Hace algunos años, quizá simplemente el pasado, se podía decir que sobre música chilena pocos hablaban y nada había de registros en formato libro, pero hoy en día, pleno 2017 ya tenemos bastante catalogo para leer. Y este mismo abril, nació otra evidencia de lo anterior: Dulce Patria (Ediciones B) de Mauricio Jürgensen, periodista y locutor especializado en música popular.

Nueve capítulos y cientos de párrafos, más de cincuenta artistas entrevistas e ideas plasmadas en las hojas, no importa por cuál se empiece, cada capítulo tiene historias y fines distintos, pero no adversos. Pareciera tener un orden cronológico, pero hay momentos en donde se rompe, y cómo no, con tal cantidad de artistas; no solo en la generación del 2000 nacieron los artistas nacionales.

El ser periodista de un medio tradicional connotado es un plus al momento de tener a los artistas en el micrófono, pero el proyecto ‘Dulce Patria’, lo tiene más aun para el acérrimo al canto nacional, al canto chileno, no es un libro para el gusto pop, tampoco para el gusto rock, ni mucho menos para el nostálgico del siglo pasado, no hay segmentos en la meta del libro, consumible por cualquiera. Las historias parten con un título, las conversaciones con una pregunta, y el desarrollo con un cuento. Es de extremo cariño leer estas conversaciones que escapan de las preguntas típicas de algunos periodistas, hay más de fondo, anécdotas enriquecen la lectura, como al de los Prisioneros versus (Eduardo) Gatti en tal café o el por qué Noche de Brujas se llama así. A todo esto, pareciera que sin anécdotas un libro no es libro.

Como se mencionó anteriormente, más de 50 artistas están plasmados en el color café, pero hay que decir que pareciera que a veces no hay hilo conductor entre las líneas de un artista a otro, puede que esto haya sido así de adrede, o puede ser que la desconexión no esté al no estar familiarizado con cierto género, o puede también que ese es el fin del libro, si es así, entonces bien se puede leer la entrevista de su artista favorito sin antes haber leído el título de su respectivo capitulo.

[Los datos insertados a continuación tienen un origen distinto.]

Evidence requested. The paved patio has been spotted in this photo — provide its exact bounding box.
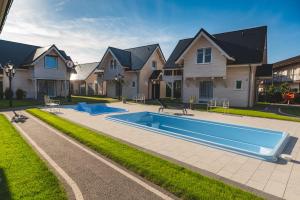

Se agradecen los capítulos influyentes: hay un espacio único para Violeta Parra, extremadamente emocional este episodio, pasando por entrevistas de sus pares cercanos de sangre. Excepcional también, el rasgo y el tinte que se le da a la mal connotada cumbia nacional, la cual hoy en día está pasando por un momento de efervescencia, entrante a la madurez, pero que tiene a una industria a flor de piel. O el reconocimiento que nunca se le dio a la música de bolero popular, o bien el cuestionamiento al proceso creativo del artista contemporáneo. Digno lo anterior, de darle atención.

Entre fotografías casi inéditas – casi porque la internet ha hecho de la palabra inédito algo de la historia de las lenguas – los párrafos van pasando, las entrevistas se van contando y los puntos a partes se van formando, en un simple y satisfactorio punto final.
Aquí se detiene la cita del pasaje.